A visitor to the National Clock & Watch Museum brutally mistreats a clock by James Borden. Photo via YouTube.
A visitor to the National Clock & Watch Museum brutally mistreats a clock by James Borden. Photo via YouTube.

In a cringeworthy video that should come with a trigger warning, a man visiting Pennsylvania’s National Watch & Clock Museum extensively manhandles a wooden timepiece over a full minute before knocking it off the wall.

“This is why we beg and plead with our visitors to please refrain from touching objects in museums,” writes the museum in the YouTube post, which bears the title “Please Don’t Touch!”

The clock is the creation of Iowa artist James Borden.

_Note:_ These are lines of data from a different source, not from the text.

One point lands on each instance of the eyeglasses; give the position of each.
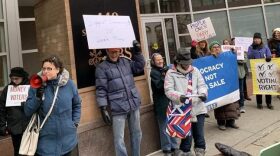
(47, 68)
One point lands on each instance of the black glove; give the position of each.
(203, 97)
(136, 46)
(40, 92)
(183, 98)
(105, 115)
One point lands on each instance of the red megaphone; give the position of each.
(37, 81)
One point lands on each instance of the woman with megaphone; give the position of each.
(52, 85)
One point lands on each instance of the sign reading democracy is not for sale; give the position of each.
(201, 30)
(16, 95)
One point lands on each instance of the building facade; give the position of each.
(30, 30)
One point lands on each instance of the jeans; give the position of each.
(241, 92)
(197, 134)
(167, 142)
(133, 118)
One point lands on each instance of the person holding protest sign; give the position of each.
(259, 50)
(184, 84)
(58, 136)
(168, 143)
(116, 90)
(227, 114)
(13, 116)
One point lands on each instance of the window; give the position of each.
(199, 5)
(245, 22)
(182, 22)
(236, 3)
(168, 6)
(220, 24)
(148, 6)
(272, 15)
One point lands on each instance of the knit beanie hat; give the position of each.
(18, 72)
(258, 35)
(213, 43)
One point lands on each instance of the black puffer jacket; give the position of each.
(13, 116)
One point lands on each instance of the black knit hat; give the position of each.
(19, 72)
(258, 35)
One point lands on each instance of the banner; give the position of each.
(221, 76)
(265, 76)
(16, 95)
(202, 29)
(108, 31)
(239, 50)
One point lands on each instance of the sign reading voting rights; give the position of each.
(221, 76)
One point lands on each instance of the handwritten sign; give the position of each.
(108, 31)
(202, 29)
(220, 74)
(16, 95)
(265, 76)
(239, 50)
(245, 42)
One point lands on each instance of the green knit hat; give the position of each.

“The clock was damaged, but not beyond repair,” Noel Poirier, the museum’s director, told artnet News via email, adding that the museum is working with the artist to fix it. He declined to comment on the clock’s value, and said that the museum does not plan to pursue the incident criminally or in any other way.

The man is plainly trying to manipulate the clock’s system of weights. After catching the clock and attempting to hang it back on the wall, he then places it on the floor.

The couple did, at least, inform museum staff of the incident, which took place on May 31.

The damaged clock, by James Borden. Photo courtesy National Clock & Watch Museum.

The incident is just the latest in which museum and historic site visitors and selfie-takers have damaged valuable objects. A boy punched a hole in a Baroque painting in Taipei in August 2015; another boy, in southern China, recently wrecked a Lego sculpture. The selfie-obsessed have become well known for their ability to damage and destroy statues, including a 19th-century copy of an ancient statue Milan’s Academy of Fine Arts of Brera.

The National Watch & Clock Museum, in Columbia, Pennsylvania, opened in 1977, and has expanded its collection since then from fewer than 1,000 objects to more than 12,000.